2018/11/12

la guêpe

 久しぶりにブログを書こう、と蜘蛛の巣と足長蜂を見て思った。
 最近、サロンの周りを足長蜂が飛び回っている。おかげで窓が開けられない。と言っても、晴れた日の午後しか活動していないからわかりやすいのだけれど。

 今日、お客さんとお茶を飲んでいるときに、ふと何かが浮かんでいるのが見えた。うん?? 浮かんでいるんじゃなくて、蜘蛛の巣が向かいのお家からウチのサロンの欄干に向かって、張り巡らされているのだ。その距離、3mはあろうかと。。
 直ぐさま、蜘蛛の糸を切ってやろうと思ったけれど、思いとどまる。もしや、この蜘蛛は、そこが足長蜂の通り道だと気づき、わざわざ巣を張って待ち伏せしているのでは。。まんまと一匹、何かが引っかかった模様だ。

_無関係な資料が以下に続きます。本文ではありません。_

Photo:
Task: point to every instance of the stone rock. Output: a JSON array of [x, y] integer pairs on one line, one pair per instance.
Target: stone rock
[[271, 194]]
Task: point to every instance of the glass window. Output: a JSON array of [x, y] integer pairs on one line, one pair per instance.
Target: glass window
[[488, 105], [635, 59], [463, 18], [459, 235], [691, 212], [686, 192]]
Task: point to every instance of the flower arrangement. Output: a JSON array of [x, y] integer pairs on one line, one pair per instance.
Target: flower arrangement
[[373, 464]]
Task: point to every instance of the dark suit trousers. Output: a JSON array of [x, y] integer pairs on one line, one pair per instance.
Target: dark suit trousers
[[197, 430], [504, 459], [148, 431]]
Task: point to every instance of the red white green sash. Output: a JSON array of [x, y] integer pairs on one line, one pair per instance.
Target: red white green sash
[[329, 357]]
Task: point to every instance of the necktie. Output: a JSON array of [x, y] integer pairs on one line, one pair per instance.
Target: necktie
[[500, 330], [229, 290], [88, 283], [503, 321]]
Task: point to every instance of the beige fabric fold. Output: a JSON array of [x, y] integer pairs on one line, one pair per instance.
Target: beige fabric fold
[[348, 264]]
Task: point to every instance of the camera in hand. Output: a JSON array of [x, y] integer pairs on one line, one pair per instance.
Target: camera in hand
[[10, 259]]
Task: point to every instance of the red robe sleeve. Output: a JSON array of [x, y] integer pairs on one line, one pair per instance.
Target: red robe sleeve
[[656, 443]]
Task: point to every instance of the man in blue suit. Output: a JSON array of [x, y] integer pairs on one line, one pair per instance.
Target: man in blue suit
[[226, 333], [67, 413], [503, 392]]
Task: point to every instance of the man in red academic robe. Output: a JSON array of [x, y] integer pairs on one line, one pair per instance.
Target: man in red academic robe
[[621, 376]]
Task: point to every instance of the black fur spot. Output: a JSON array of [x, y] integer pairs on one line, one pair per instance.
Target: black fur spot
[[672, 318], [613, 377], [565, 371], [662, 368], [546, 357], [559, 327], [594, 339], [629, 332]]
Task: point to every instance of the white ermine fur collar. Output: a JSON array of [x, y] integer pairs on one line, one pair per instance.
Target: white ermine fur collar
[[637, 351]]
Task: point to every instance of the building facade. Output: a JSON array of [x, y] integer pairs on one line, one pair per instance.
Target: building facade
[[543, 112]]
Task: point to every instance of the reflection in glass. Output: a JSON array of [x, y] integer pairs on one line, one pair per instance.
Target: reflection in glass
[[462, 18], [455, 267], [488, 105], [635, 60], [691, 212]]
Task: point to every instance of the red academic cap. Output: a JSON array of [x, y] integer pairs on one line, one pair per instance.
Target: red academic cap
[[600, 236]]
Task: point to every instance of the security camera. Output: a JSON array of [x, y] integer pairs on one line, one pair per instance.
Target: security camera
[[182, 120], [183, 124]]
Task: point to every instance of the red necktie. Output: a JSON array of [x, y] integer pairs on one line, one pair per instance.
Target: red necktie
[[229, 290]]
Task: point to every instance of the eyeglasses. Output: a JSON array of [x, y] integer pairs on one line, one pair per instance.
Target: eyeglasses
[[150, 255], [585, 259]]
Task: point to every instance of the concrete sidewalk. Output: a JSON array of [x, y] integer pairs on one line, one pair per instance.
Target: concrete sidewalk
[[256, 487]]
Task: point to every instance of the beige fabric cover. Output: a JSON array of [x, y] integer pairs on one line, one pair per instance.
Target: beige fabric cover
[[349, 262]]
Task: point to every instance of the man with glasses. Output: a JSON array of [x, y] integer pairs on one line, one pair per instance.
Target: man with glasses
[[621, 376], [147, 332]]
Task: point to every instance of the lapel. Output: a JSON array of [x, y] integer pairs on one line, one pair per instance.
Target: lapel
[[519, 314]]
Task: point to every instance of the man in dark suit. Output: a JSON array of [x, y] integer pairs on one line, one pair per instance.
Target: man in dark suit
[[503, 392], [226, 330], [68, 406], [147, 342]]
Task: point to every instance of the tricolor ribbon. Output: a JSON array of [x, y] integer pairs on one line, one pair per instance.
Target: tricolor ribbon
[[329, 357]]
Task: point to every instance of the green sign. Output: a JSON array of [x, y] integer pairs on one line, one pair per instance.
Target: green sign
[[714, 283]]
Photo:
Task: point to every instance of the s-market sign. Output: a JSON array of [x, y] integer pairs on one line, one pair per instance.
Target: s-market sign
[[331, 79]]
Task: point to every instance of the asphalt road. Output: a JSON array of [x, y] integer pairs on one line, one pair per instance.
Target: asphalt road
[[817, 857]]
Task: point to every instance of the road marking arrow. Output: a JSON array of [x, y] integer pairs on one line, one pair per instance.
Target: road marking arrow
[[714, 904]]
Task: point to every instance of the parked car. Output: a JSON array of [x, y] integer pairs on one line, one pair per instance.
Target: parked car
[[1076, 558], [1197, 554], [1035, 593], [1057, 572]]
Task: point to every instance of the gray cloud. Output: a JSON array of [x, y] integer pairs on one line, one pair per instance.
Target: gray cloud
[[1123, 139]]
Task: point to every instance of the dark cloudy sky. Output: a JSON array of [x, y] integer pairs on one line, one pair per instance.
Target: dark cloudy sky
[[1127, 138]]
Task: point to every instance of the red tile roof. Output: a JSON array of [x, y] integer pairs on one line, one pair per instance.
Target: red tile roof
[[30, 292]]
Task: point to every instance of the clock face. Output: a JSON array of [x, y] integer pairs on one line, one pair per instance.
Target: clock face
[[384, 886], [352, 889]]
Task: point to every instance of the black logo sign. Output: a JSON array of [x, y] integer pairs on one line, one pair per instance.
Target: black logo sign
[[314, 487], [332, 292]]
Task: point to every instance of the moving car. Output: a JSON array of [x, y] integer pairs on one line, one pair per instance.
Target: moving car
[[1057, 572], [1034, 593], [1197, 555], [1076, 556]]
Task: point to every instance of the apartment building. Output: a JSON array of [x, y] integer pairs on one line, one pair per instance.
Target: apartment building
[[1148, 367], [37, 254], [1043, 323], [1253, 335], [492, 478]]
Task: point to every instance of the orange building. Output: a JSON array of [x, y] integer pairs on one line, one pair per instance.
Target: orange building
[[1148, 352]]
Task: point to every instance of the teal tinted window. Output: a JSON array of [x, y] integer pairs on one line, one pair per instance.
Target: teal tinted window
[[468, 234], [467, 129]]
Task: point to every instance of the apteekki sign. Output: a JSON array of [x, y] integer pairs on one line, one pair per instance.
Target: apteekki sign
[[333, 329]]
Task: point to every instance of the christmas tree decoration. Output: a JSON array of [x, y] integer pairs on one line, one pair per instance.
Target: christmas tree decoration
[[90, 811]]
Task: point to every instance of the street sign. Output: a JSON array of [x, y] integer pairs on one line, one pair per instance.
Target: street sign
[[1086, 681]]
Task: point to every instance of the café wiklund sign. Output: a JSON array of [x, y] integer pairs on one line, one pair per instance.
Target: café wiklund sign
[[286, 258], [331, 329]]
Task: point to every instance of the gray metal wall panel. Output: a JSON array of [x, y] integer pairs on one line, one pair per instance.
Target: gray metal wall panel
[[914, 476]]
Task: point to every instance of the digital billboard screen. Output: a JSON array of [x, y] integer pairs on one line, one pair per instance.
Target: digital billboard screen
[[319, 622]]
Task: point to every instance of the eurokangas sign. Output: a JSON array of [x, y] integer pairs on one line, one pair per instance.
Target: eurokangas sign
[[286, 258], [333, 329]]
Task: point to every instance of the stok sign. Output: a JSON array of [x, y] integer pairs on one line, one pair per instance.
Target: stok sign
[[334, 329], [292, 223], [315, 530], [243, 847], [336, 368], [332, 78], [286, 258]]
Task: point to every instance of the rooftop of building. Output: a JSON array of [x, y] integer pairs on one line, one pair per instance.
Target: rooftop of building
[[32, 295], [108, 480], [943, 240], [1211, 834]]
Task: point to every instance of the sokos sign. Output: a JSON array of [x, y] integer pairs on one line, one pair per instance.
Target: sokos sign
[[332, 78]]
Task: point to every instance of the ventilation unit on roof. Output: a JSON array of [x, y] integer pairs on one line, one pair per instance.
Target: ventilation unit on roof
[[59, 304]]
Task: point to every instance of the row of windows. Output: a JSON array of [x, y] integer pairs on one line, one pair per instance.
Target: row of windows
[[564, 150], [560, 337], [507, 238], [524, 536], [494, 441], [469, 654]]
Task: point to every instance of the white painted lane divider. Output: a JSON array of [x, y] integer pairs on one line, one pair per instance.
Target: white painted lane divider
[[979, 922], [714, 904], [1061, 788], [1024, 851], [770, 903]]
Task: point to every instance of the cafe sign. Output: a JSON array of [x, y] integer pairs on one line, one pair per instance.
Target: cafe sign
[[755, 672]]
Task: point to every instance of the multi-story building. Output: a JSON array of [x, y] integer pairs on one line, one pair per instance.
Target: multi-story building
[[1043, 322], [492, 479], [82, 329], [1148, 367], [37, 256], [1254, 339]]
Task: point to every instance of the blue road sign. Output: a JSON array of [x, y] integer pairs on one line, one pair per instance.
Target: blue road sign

 今年のフランス滞在は親子揃ってハチから逃げ惑う、そんな滞在だった。フランスではここ数年、ハチがハエのように飛んでいる。Boulangerieのパンに何匹も群がり、公園でサンドイッチを食べようものなら背後から狙ってくる。ある日、息子は友達とパリのcaféでお茶しているときに突然、刺された。私は唖然。。息子も生まれて初めてハチに刺され、ちょっとパニック。その後、事なきを得て、とりあえずは大丈夫だった。でも、次の日からロンドンに留学だったから、ちょっと心配だったけれど、何日かしたら息子も私もすっかり忘れていた。

 そんなある日がまた突然、やってきた。。Bourgogne(ブルゴーニュ)の友人夫婦の家に遊びに行ったときのこと。お天気がいいからと友達の家のプールで優雅な時間を過ごしていたときのことだ。友達の家にプールがあるってことを突っ込まれそうだけど、そこはまた書くとして、とにかく、プールに浮かんでいた浮き輪にハチがこれまた、優雅にかどうかはわからないけれど、止まっていたらしい。そして、知らずに手を伸ばした私の手首に命中した。
 ひえ〜。チクっとしたと同時に手首を見ると、黒い針が見事に刺さっていた。すぐに針を抜き取り『ハチに刺された〜』とプールから飛び出る。
 Marie-Franceが蜂に刺されたとき用のキットをすぐに持ってきてくれて、患部を吸引してくれ、その後、薬を塗ってくれた。「もう一回刺されたら、私、死んじゃうんじゃない?」「大丈夫、こんな程度のハチだったら、7、8回刺されても死なないわよ」と言ってもらえて、ちょっとホッとしたけど、3時間くらいはヒリヒリと痛かった。

 その後、パリに戻ったら友達が2人も刺されて、今年はハチに追われて怯えた、そんなフランス滞在だった。でも、蜜蜂(abeille)は減っているらしく、ニュースでも流れていて、深刻な社会問題になっている。私が刺されたのは小さなguêpe(ゲップ)。

 というわけで、足長蜂を狙っている蜘蛛をしばらく応援することにした。


 


  


 プールの向こう側はこんなぶどう畑。なんて贅沢な空間。